Targeting CXADR-mediated AKT signaling suppresses tumorigenesis and enhances chemotherapy efficacy in Ewing sarcoma

Distant metastasis is the leading cause of mortality in Ewing sarcoma (EwS) – a malignant bone or soft-tissue cancer mainly affecting children, adolescents, and young adults. Despite continuous efforts in understanding its pathogenesis, the molecular mechanisms driving EwS metastasis remain poorly understood, thus limiting the potential for therapeutic progress. Here, we identify the tight junction component Coxsackievirus and Adenovirus receptor (CXADR) as a critical regulator of cancer progression and metastasis in EwS. Differential gene expression analysis of patient tumors from two independent cohorts revealed that elevated CXADR levels are associated with metastatic disease and poor overall survival. In functional experiments, conditional CXADR knockdown reduced the growth of EwS cell line models in vitro, and suppressed local tumorigenesis. Notably, CXADR knockdown completely abrogated metastasis formation in vivo. Integration of transcriptome profiling and mechanistic studies uncovered that CXADR promotes the activation of AKT signaling, likely through complex formation with PTEN. Consequently, pharmacological targeting of AKT using the FDA-approved pan-AKT inhibitor Capivasertib showed CXADR-dependent cytotoxicity, with enhanced efficacy if combined with the EwS standard-of-care chemotherapeutic agent Vincristine.

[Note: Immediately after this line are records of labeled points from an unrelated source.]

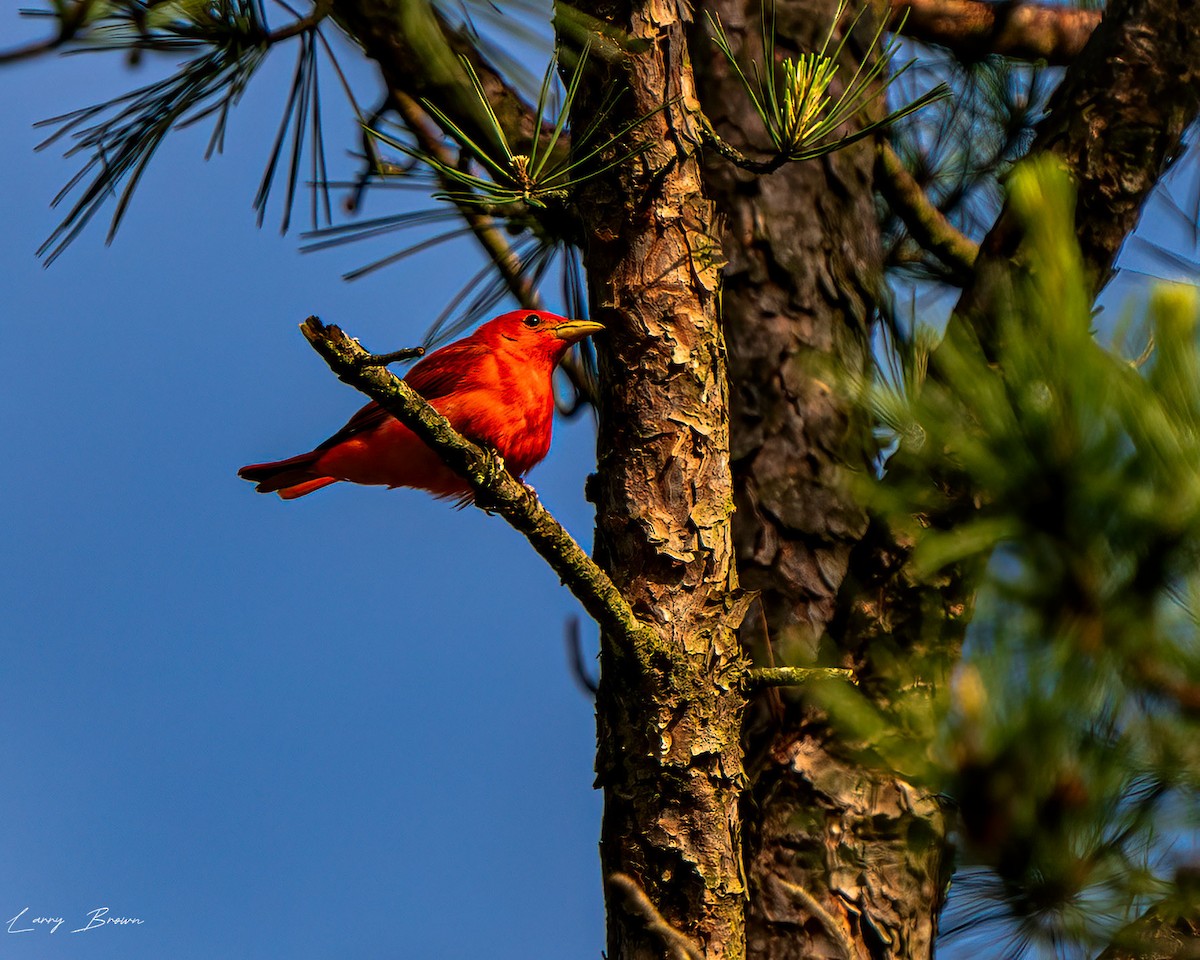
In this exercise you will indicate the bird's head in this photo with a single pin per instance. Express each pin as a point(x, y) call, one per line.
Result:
point(535, 333)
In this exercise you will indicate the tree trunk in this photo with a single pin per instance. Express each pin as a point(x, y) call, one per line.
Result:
point(840, 857)
point(670, 711)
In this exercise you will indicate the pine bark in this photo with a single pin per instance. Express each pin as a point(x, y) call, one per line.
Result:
point(669, 707)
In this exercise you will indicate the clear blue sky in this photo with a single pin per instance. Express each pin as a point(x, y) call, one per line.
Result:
point(342, 726)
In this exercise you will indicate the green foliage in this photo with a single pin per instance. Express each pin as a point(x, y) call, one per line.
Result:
point(1068, 738)
point(225, 42)
point(539, 175)
point(795, 105)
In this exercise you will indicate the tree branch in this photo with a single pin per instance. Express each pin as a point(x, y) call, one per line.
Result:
point(1117, 123)
point(972, 29)
point(496, 489)
point(70, 21)
point(760, 677)
point(927, 225)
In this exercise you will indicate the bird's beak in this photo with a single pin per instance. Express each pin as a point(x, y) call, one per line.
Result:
point(576, 330)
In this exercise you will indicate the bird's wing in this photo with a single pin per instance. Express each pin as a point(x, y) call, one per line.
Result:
point(439, 373)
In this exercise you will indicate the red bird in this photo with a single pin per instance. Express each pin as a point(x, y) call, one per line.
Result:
point(493, 387)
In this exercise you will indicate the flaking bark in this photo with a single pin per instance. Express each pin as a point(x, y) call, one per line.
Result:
point(669, 712)
point(805, 263)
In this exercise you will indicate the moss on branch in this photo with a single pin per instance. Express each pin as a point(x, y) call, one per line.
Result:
point(496, 490)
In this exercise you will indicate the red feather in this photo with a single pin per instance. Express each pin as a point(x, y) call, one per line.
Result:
point(495, 387)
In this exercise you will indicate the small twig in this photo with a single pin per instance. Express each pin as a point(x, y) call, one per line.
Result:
point(69, 25)
point(395, 357)
point(820, 913)
point(321, 10)
point(639, 904)
point(927, 225)
point(496, 489)
point(736, 156)
point(575, 652)
point(761, 677)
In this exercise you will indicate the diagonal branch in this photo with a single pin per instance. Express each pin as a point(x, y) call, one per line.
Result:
point(496, 489)
point(925, 223)
point(973, 29)
point(1117, 123)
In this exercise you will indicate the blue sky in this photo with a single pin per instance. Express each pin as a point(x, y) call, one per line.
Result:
point(340, 726)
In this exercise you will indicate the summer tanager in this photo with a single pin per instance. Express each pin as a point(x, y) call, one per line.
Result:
point(495, 387)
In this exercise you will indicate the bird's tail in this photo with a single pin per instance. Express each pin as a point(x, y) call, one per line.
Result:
point(289, 478)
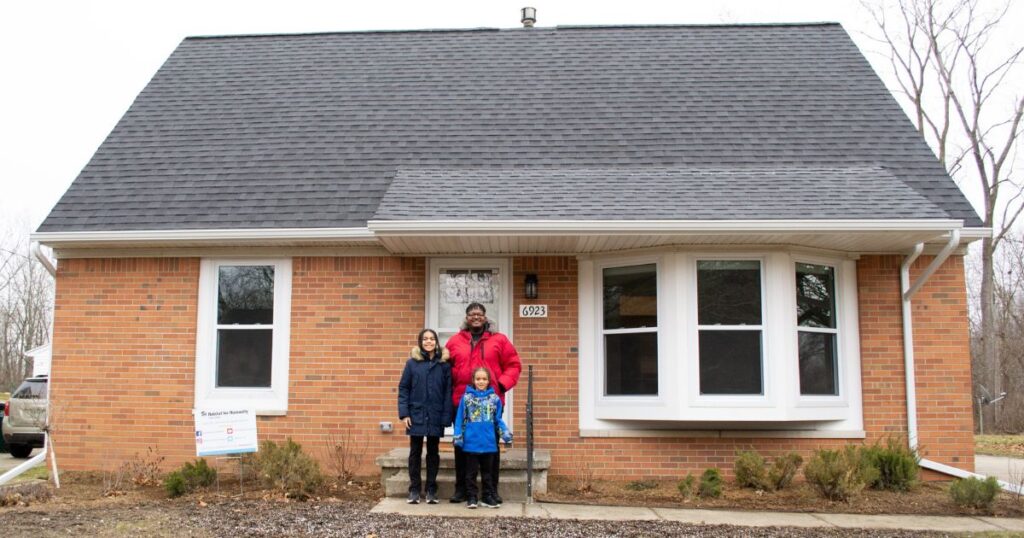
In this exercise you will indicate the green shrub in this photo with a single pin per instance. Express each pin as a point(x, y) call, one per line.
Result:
point(751, 470)
point(783, 469)
point(897, 465)
point(840, 474)
point(686, 486)
point(975, 493)
point(711, 484)
point(189, 478)
point(286, 468)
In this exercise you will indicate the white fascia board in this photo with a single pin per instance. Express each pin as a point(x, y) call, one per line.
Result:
point(973, 234)
point(540, 228)
point(205, 236)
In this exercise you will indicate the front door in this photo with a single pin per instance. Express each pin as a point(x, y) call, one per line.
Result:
point(454, 283)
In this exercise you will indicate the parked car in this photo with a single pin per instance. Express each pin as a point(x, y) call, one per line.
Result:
point(25, 416)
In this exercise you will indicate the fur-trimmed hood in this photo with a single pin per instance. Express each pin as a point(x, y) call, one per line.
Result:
point(417, 356)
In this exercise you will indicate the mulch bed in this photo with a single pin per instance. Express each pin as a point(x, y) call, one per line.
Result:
point(928, 499)
point(80, 507)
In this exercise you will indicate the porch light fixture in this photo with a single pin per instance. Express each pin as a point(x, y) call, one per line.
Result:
point(530, 286)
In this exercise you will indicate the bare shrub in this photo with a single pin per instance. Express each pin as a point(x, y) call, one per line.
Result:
point(144, 469)
point(113, 481)
point(345, 454)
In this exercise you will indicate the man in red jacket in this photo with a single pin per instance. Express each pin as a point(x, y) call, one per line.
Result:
point(473, 346)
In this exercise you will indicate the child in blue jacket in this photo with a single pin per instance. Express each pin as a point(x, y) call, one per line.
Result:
point(477, 424)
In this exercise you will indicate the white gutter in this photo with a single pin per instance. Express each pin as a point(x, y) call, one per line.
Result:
point(463, 228)
point(44, 259)
point(911, 390)
point(206, 236)
point(906, 293)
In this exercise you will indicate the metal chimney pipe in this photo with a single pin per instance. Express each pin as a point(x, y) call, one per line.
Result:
point(528, 16)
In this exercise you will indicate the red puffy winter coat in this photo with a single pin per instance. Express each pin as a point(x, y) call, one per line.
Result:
point(494, 350)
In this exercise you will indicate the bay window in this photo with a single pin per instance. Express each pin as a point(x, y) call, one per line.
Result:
point(707, 339)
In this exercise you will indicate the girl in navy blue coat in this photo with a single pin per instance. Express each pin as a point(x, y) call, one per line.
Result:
point(425, 409)
point(477, 424)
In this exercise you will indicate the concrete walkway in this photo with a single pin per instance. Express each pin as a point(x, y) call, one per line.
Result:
point(1007, 469)
point(742, 519)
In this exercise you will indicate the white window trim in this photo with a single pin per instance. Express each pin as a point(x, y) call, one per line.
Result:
point(269, 401)
point(691, 332)
point(679, 401)
point(847, 341)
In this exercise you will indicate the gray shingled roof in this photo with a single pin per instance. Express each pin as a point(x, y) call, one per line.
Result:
point(654, 193)
point(309, 130)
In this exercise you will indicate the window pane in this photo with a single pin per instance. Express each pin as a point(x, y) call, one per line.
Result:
point(729, 292)
point(457, 288)
point(730, 362)
point(631, 297)
point(631, 364)
point(245, 295)
point(244, 357)
point(817, 364)
point(815, 296)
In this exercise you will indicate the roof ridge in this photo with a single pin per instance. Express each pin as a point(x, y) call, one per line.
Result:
point(515, 29)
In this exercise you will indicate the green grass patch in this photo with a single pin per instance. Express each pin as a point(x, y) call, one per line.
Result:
point(1012, 446)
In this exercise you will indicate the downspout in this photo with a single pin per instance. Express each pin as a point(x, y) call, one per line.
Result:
point(51, 267)
point(906, 293)
point(44, 259)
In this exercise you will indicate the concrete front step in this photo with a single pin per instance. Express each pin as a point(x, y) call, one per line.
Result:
point(512, 486)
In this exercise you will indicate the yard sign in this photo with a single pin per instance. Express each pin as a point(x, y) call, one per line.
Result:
point(224, 431)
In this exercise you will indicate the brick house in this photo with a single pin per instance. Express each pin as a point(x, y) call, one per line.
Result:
point(715, 218)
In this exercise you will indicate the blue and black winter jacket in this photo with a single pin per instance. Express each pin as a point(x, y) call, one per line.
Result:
point(478, 420)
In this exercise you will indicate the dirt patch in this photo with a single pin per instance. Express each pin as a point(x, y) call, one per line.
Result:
point(80, 507)
point(329, 518)
point(928, 499)
point(1012, 446)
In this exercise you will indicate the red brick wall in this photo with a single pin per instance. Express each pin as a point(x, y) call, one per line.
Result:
point(124, 346)
point(125, 342)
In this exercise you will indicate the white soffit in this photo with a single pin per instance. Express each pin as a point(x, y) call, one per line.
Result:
point(493, 237)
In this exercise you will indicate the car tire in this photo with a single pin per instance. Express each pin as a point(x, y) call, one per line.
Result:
point(19, 451)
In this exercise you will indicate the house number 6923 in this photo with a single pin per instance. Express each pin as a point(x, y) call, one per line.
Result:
point(532, 311)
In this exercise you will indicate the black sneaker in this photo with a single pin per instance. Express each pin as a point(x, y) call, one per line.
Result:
point(460, 496)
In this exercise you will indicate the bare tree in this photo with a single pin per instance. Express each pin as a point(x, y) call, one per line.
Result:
point(966, 106)
point(26, 304)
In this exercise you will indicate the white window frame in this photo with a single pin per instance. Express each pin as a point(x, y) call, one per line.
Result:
point(265, 401)
point(847, 347)
point(712, 400)
point(658, 406)
point(679, 403)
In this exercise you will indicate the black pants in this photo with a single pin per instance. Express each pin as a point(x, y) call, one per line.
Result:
point(460, 469)
point(415, 457)
point(481, 463)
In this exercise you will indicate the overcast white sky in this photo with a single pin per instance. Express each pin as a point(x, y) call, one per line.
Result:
point(70, 70)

Collectively, our findings establish CXADR as a prognostic and predictive biomarker in EwS, highlighting AKT inhibition combined with chemotherapy as a promising strategy for patients with high CXADR expression. Together, these findings support a precision medicine approach combining molecular stratification and targeted therapies to improve patient outcomes in metastatic EwS.